Miami and Fort Lauderdale are now out of the cone of concern, but Tropical Storm Ian is still forecast to strengthen over the Central Caribbean and develop into a hurricane in coming days, according to the National Hurricane Center in Miami.

Early next week, the storm is expected to track over Cuba and continue to strengthen as it moves closer to the Florida peninsula. Impacts for Florida include extreme wind, storm surge, and heavy rain.

Heavy rain is also expected in areas like Jamaica and Cuba leading to flash flooding concerns.

Ian had maximum sustained winds of 45 mph and was moving west at 15 mph about 270 miles southeast of Kingston, Jamaica, the 11 a.m. advisory from the National Hurricane Center in Miami said Saturday.

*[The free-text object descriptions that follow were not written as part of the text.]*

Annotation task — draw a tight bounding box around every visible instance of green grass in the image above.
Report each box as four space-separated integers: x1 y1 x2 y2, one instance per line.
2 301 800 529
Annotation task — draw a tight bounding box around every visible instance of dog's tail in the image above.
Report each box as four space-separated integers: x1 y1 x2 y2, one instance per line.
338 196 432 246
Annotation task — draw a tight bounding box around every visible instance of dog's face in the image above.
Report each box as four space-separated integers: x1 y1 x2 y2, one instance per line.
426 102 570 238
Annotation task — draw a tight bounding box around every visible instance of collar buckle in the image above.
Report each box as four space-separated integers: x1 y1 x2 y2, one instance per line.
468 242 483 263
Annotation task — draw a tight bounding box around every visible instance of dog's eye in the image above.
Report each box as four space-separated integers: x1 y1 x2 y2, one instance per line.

A hurricane watch was issued for the Cayman Islands, where hurricane conditions are possible by early Monday, while a tropical storm watch was in effect for Jamaica.

Strengthening is forecast during the next few days, and Ian is expected to become a hurricane Sunday night, the NHC said.

The latest forecasts from the NHC showed the system possibly becoming a major Category 3 hurricane.

Ian’s center is forecast to move across the central Caribbean Sea through Saturday, pass southwest of Jamaica on Sunday, and pass near or over the Cayman Islands Sunday night and early Monday. Ian will then approach western Cuba on Monday.

Local leaders are urging residents to prepare, not panic, for a storm that will potentially impact Florida. NBC 6’s Ryan Nelson reports

Florida Gov. Ron DeSantis declared a state of emergency Friday for 24 counties in the potential path of the system, including Miami-Dade, Broward, Monroe and Palm Beach.

The Florida Division of Emergency Management said Friday that they were monitoring the system and urged residents to prepare.

“The Division is working closely with our federal, state and local partners to ensure we are prepared to provide assistance to impacted areas if Tropical Depression Nine makes landfall in Florida next week,” Division of Emergency Management Director Kevin Guthrie said in a statement. “It is critical that Floridians remain vigilant and prepared – it only takes one storm to cause costly or irreversible damage to your home or business.”

Watch Live: Track Tropical Storm Ian, Hurricane Fiona, Tropical Storm Gaston in the Atlantic

Miami-Dade Mayor Daniella Levine Cava also said Friday that it was time to make preparations.

“No cause for panic but we want everyone to be prepared,” Levine Cava said at a briefing. “Now is the time to make sure that you have a hurricane plan in place.”